Aku tidur tanpa mendengkur, kata malaikat.

: Sekarang, aku sedang di...di mana ini?? Alam mimpi tidak punya garis lintang dan garis bujur ya, Tuhan?

Saturday, January 22, 2011

01.00 WIB


Mari kita ke dapur. Orang-orang sudah pada tidur.
: menanti sepi, perutku jadi lembur.
Dia sudah menungguku di meja makan. Mungkin wajahnya sedang tersenyum. Mungkin saja tidak. Aku hanya bisa merasakan kehadirannya jika dia pun merasakan akan hadirnya aku di dekatnya. Tidak ada kesepakatan. Ini hanya inisiatif duga-dugaan yang menyenangkan.

Serigala betina sedang bernyanyi di ujung jalan sana. Aku masih saja diam menghadapi dia yang duduk di hadapanku. Sungguh, aku malu jika saat makan ada yang memperhatikan. Bisa-bisa sendok aku sangka ikan. 

"Mengapa kamu tidak tidur?"
"Untuk apa?"
"Untuk matamu yang sudah memerah, untuk tubuhmu yang sudah melemah, untuk otakmu yang sering mengalah, untuk pikiranmu yang selalu salah, untuk perasaanmu yang sulit untuk dicegah."
"Hahhh... Cuma karena itu?"
"Setidaknya jika kamu tidur, kamu akan kuajak bermain ke duniaku. Mau?"
"Lima suap lagi."

Aku anggap itu bukan pernyataan bahwa aku meng-iya-kan ajakannya. Lima suap lagi butuh waktu. Lima suap lagi butuh kemauan yang besar. Bahkan dengan lima suap lagi aku bisa memutuskan untuk berhenti makan atau terpaksa melanjutkan. Aku anggap ini hanya prediksi.
Jari-jarinya diketuk bergantian di atas meja seperti orang sedang mengetik. Aku tidak terganggu. Tapi, aku seperti membaca ketidaksabarannya di jari-jari itu. Dua sendok lagi dan akhirnya aku hentikan.

"Sudah selesai?"
"Kenyang."
"Sekarang sudah bisa aku ajak ke sana 'kan?"
"Belum."
"Lho?"
"Kamu saja duluan. Nanti aku menyusul."

Gontainya dia berjalan membuat aku biasa-biasa saja. Aku mau cuci muka dulu. Aku ke kamar mandi dan dia ke kamar. Sepertinya dia membanting pintu kamar. Aku mendengarnya di dalam hatiku. Sudahlah, dia mungkin sedang emosi saja.
Aku masuk ke dalam kamar dan dia tidak ada. Hanya ada bisikan-bisikan tak senyawa terbang-terbang dalam keremangan. Aku pun tidur setelah melewati lima menit masturbasi. 
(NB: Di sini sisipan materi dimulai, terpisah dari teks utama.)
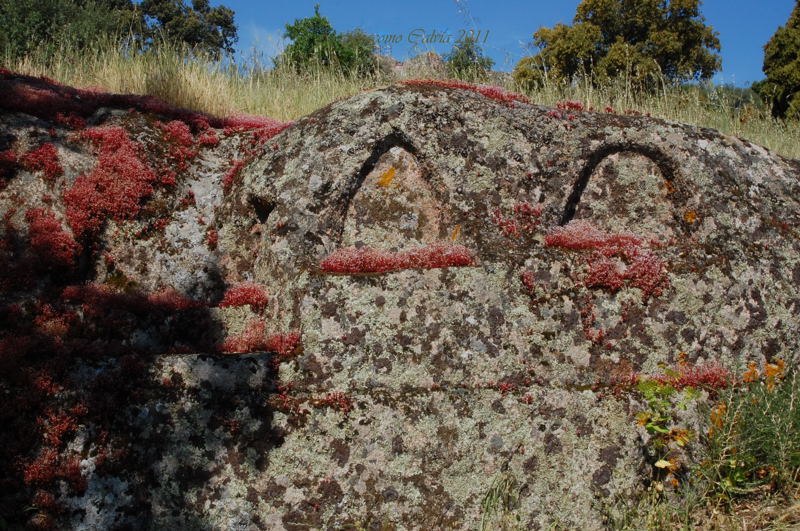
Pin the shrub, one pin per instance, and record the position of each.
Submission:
(753, 443)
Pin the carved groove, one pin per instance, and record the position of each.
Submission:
(394, 139)
(664, 163)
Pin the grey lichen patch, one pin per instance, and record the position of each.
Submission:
(411, 391)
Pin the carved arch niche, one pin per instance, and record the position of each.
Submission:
(627, 189)
(394, 207)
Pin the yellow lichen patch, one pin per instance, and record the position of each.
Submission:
(386, 178)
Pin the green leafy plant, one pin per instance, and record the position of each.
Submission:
(316, 44)
(781, 88)
(466, 61)
(499, 504)
(753, 444)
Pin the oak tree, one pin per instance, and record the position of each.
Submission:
(644, 40)
(781, 88)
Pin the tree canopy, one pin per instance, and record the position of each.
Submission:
(466, 60)
(781, 88)
(316, 43)
(28, 23)
(641, 39)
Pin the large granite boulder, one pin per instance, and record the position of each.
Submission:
(445, 282)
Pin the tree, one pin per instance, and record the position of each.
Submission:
(466, 60)
(316, 43)
(200, 26)
(781, 89)
(29, 23)
(642, 39)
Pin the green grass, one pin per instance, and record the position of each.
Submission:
(201, 83)
(748, 473)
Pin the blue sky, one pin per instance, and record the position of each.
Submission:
(744, 26)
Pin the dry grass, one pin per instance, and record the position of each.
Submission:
(220, 88)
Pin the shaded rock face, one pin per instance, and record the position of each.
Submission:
(422, 351)
(417, 386)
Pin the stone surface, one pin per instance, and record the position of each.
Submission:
(414, 390)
"Selamat datang di dunia mata terpejam. Ini rumahmu. Dan ini teman-temanmu. Ayo maiiiiiiiiiiinnnn!!!!"

Thursday, January 20, 2011

00.00 WIB

Ini adalah pagi, yang sudah malam.
Bukan bagianku jika ingin berbagi cerita disamakan dengan berbagi suami. Kuhitung-hitung sudah hampir dua tahun kamu tidak mengatakan cinta lagi kepadaku. Mungkin ini salahku karena aku yang lari darimu.
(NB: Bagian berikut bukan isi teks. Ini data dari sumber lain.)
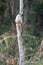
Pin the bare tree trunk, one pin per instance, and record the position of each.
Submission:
(19, 21)
(13, 11)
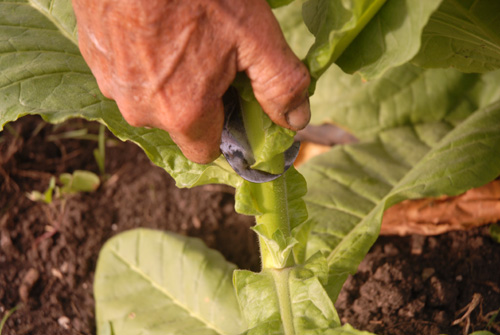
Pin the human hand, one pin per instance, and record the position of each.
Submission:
(167, 64)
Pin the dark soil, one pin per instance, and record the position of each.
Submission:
(48, 252)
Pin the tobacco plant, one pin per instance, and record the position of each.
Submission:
(415, 81)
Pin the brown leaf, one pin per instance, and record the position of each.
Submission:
(434, 216)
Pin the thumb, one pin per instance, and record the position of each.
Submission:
(198, 133)
(279, 79)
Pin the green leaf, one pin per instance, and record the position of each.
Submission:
(462, 34)
(335, 24)
(406, 95)
(390, 39)
(163, 283)
(285, 301)
(251, 201)
(278, 3)
(351, 186)
(298, 37)
(43, 73)
(79, 181)
(495, 232)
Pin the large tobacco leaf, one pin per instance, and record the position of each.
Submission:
(409, 153)
(390, 39)
(163, 283)
(405, 95)
(464, 35)
(335, 24)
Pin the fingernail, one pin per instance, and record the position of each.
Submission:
(299, 117)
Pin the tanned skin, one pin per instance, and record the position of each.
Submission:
(167, 64)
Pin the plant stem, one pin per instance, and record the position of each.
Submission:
(272, 197)
(282, 289)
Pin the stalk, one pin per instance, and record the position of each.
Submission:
(272, 196)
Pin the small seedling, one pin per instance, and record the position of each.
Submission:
(76, 182)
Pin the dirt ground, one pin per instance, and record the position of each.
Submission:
(414, 285)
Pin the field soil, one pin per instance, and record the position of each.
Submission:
(446, 284)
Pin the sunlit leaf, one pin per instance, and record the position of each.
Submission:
(462, 34)
(163, 283)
3 x 3 sudah cukup untuk ukuran duniaku. Cukup dalam artian aku tidak akan meminta lebih dari tahu diriku.
Tidak gampang untuk bisa menerima kalau ternyata malam itu nyata. Dan, mengapa harus tidur?


Sudah kukatakan
: aku tidak ingin berbagi cerita itu disamakan dengan berbagi suami.
Aku akan bercerita. Pasti. Tapi, jangan sekarang.
Ada daging yang lain yang sedang menantiku di tempat tidur. Besok saja ya?